In this passage the “natural man” must signify “man as he is found in our ordinary experience.” The idea evidently intended, is that mankind, as a race, do not understand or obey the truth as it is taught by Christ and the Spirit of God. The fact is [pg 234] affirmed that without Christ and the divine Spirit to aid, man as a race does not come to such knowledge of and obedience to the laws of God as secures eternal life.
In reference to most other texts quoted to prove a depraved nature, it will be found that they simply affirm depraved action. Men, in the Bible, are described as wrong-doers by their own wrong willing or choice and not by a depraved nature. Sometimes they are said to choose wrong and sometimes right, and their wrong willing no more proves a depraved nature than the right willing proves a holy nature.
Chapter XXXIV. A Reliable Revelation From The Creator Impossible If It Contains The Augustinian Theory.
The object aimed at in this chapter demands attention to the following preliminaries.
Before we can gain a reliable revelation from our Creator, we are obliged to establish the truth that there is such a Creator.

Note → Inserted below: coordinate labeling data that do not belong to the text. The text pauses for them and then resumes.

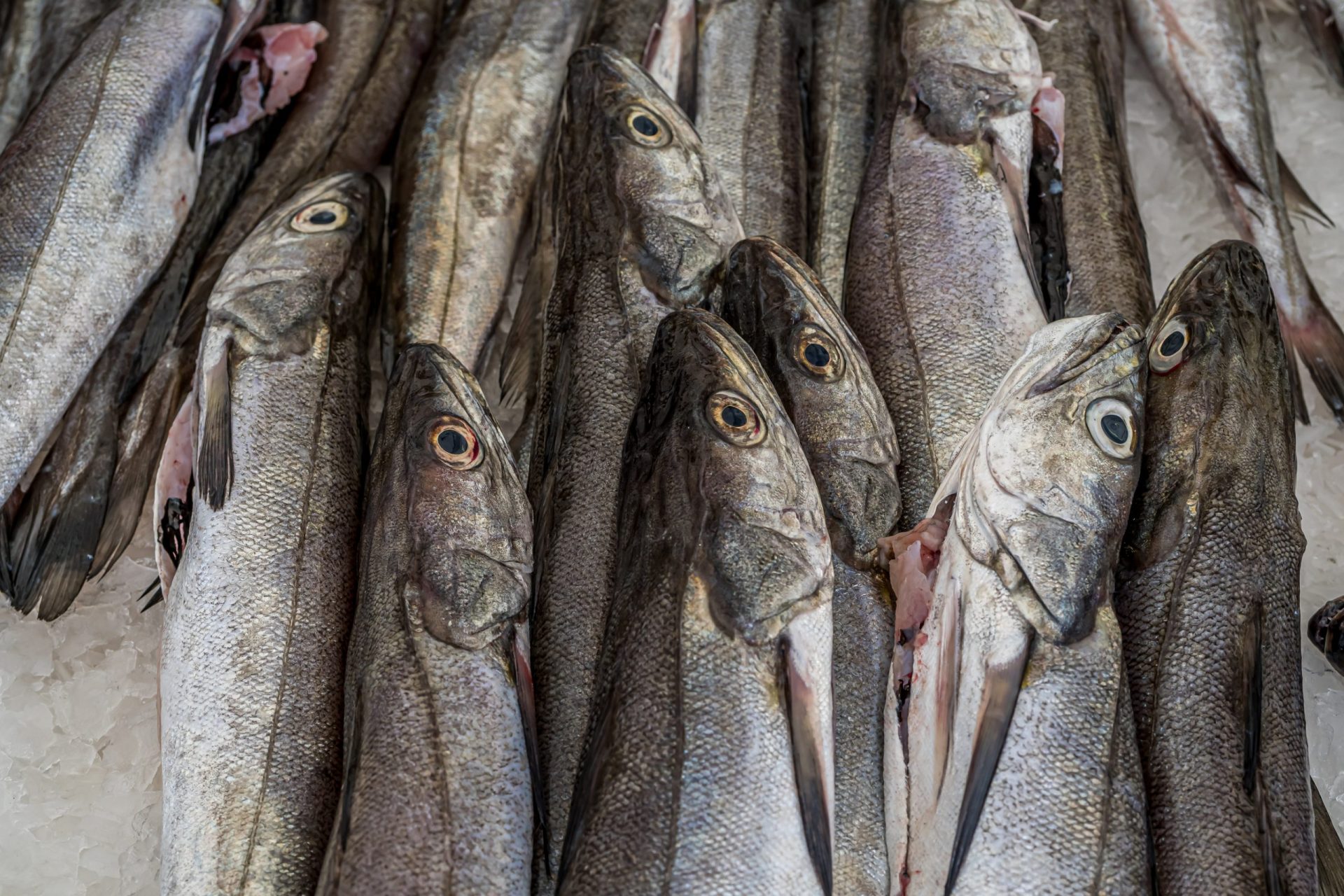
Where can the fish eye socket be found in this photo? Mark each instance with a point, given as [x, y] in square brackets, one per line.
[320, 218]
[734, 418]
[1110, 424]
[818, 354]
[454, 444]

Our only mode of doing this is by the method already set forth in chapter 10, and for which we are dependent on our reason or common sense.
Having, by the aid of reason, arrived at a knowledge of the existence and character of the Creator, we next inquire as to the mode by which we can receive direct revelations from him.
Here we find that we are again wholly dependent on reason or common sense. The principle on which we alone rely for revelations from God is this:
A change in the established order of nature surpassing human power, is evidence of a supernatural agency that is sanctioned by the Author of the Laws of Nature.